Le primi notizie che abbiamo sul carnevale risalgono all’antico Egitto: esso consisteva in un vero e proprio rito religioso; il popolo mascherato intonando inni e lodi accompagnava una sfilata di buoi che venivan sacrificati in onore del Dio Nilo.



Documenti storici poi ci attestano che i Romani si lasciavano prendere dall’euforia durante i Baccanali (festeggiamenti in onore del dio Bacco) che si svolgevano lungo le strade della città e prevedevano l’uso di maschere, tra fiumi di vino e danze.



Con il cristianesimo questi riti persero il carattere magico e rituale e rimasero semplicemente come forme divertimento popolare.



Durante il Tardo Medioevo il travestimento si diffuse nei carnevali delle città. In quelle sedi il mascherarsi permetteva lo scambio di ruoli, il burlarsi di figure gerarchiche, le caricature di vizi o malcostumi con quelle stesse maschere che sono poi diventate simbolo di città e di debolezze umane.



Lo stesso termine Carnevale inoltre significa “levare la carne” perché subito dopo iniziava la quaresima, periodo di digiuni ed astinenza.



Festeggiare il carnevale in quaresima – periodo in cui la carne è già levata – non è forse una contraddizione di termini?

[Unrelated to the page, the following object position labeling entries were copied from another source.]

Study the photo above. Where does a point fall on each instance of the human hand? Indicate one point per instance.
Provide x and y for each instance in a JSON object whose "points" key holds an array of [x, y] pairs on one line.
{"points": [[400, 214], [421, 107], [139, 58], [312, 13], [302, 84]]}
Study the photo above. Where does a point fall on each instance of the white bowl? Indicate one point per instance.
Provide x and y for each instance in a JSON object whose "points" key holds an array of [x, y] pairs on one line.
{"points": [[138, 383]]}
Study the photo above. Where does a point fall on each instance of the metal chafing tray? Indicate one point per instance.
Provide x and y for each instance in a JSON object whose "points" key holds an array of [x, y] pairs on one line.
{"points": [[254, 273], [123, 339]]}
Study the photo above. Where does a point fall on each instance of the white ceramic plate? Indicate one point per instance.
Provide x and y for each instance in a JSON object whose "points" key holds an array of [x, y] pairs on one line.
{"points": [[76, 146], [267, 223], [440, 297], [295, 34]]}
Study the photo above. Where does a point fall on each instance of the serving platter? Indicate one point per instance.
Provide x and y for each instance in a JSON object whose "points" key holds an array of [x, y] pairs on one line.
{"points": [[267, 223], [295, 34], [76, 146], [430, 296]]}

Chi scrive non è un oscurantista, tanto meno un giansenista od integralista: crede nel carnevale, anzi si adopera ogni anno per farlo vivere in maniera sempre diversa ai bambini della parrocchia in cui opera, ma è fermamente convinto che esista un tempo per ogni cosa.



A livello pedagogico inoltre come potremo insegnare ai nostri ragazzi e giovani che esistono tempi diversi, sia nell’arco della vita che di un anno, da riempirsi con contenuti e valori diversi? Se ogni giorno è adatto per far carnevale … ogni giorno è adatto per non impegnarsi, per non andare a lavorare e forse … per far quel che ci pare.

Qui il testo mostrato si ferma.